ORIGINAL RESEARCH COMMUNICATION

Visceral adiposity and its anatomical distribution as predictors of the metabolic syndrome and cardiometabolic risk factor levels1,2,3

Ellen W Demerath, Derek Reed, Nikki Rogers, Shumei S Sun, Miryoung Lee, Audrey C Choh, William Couch, Stefan A Czerwinski, W Cameron Chumlea, Roger M Siervogel and Bradford Towne

1 From the Division of Epidemiology and Community Health, University of Minnesota School of Public Health, Minneapolis, MN (EWD); the Lifespan Health Research Center, Department of Community Health, Boonshoft School of Medicine, Wright State University, Dayton, OH (DR, NR, ML, ACC, WC, SAC, WCC, RMS, and BT); and the Department of Biostatistics, Virginia Commonwealth University, Richmond, VA (SSS)
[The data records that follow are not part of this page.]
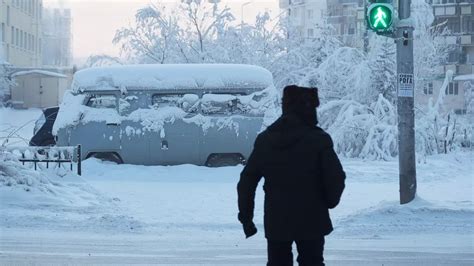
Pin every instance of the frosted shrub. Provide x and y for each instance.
(360, 130)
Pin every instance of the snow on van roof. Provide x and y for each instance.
(172, 76)
(40, 72)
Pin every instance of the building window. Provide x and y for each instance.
(8, 15)
(17, 35)
(20, 40)
(351, 30)
(428, 89)
(453, 25)
(2, 38)
(452, 89)
(460, 111)
(453, 57)
(467, 24)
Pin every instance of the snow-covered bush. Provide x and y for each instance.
(359, 130)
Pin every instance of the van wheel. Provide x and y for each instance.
(228, 159)
(106, 156)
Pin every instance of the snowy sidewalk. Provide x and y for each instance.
(124, 214)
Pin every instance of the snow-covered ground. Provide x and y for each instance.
(125, 214)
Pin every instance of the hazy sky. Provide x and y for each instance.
(96, 21)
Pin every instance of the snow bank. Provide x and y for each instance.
(54, 200)
(417, 217)
(13, 173)
(173, 76)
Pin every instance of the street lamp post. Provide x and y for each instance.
(242, 13)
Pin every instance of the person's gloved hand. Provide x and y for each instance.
(249, 229)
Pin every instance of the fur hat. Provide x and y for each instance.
(302, 102)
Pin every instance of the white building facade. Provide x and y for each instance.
(57, 37)
(305, 15)
(20, 32)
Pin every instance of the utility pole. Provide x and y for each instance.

Background: Despite the recognition that central obesity plays a critical role in chronic disease, few large-scale imaging studies have documented human variation in abdominal adipose tissue patterning.

Objective: We aimed to compare the associations between abdominal subcutaneous adipose tissue (ASAT) and visceral abdominal tissue (VAT), which were measured at different locations across the abdomen, and the presence of the metabolic syndrome (MS; National Cholesterol Education Program Adult Treatment Panel III definition) and individual cardiometabolic risk factors.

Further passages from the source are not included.